Methods
Sample material
Tissue for measurements was taken mainly from the marine organisms tissue bank of the Senckenberg am Meer, German Centre for Marine Biodiversity Research, which was established using samples from numerous studies (Knebelsberger and Thiel, 2014; Knebelsberger et al., 2014; Markert et al., 2014; Gebhardt and Knebelsberger, 2015; Raupach et al., 2015; Barco et al., 2016; Laakmann et al., 2016; Rossel et al., 2020b) (supplementary table S1 for accession numbers) on North Sea metazoans.
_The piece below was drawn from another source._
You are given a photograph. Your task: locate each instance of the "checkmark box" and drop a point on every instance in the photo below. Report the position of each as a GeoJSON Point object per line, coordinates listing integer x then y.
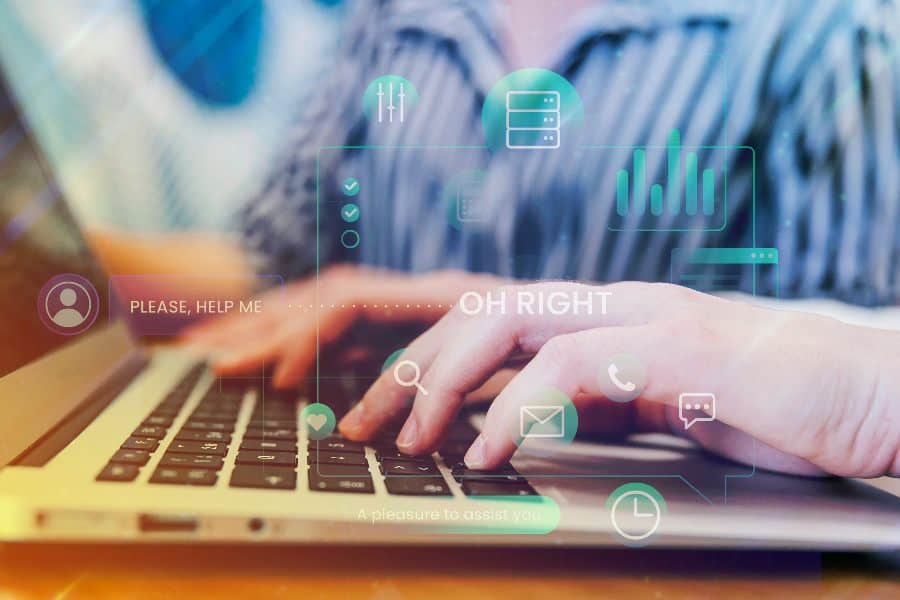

The material from this collection was taken from specimens processed for COI-barcoding to create reference libraries for a variety of marine animal groups. During this process, tissue samples of the respective specimens were stored in ethanol at -80°C. Tissue samples were available for Bivalvia (muscle, 18 species), Cephalopoda (muscle from arm, 12 species), Gastropoda (muscle from foot, 24 species), Polyplacophora (muscle from foot, 2 species), Ascidiacea (tissue, 1 species), Teleostei (muscle, 67 species), Elasmobranchii (muscle, 7 species), Malacostraca (muscle from foot or chelae, 39 species), Thecostraca (muscle from foot, 1 species), Pycnogonida (leg fragment, 1 species), Asteroidea (tube feet, 10 species), Ophiuroidea (tissue from arm, 10 species) and Echinoidea (tissue from the base of the tubercle, 6 species) (nspecies= 198, nspecimens=1,246).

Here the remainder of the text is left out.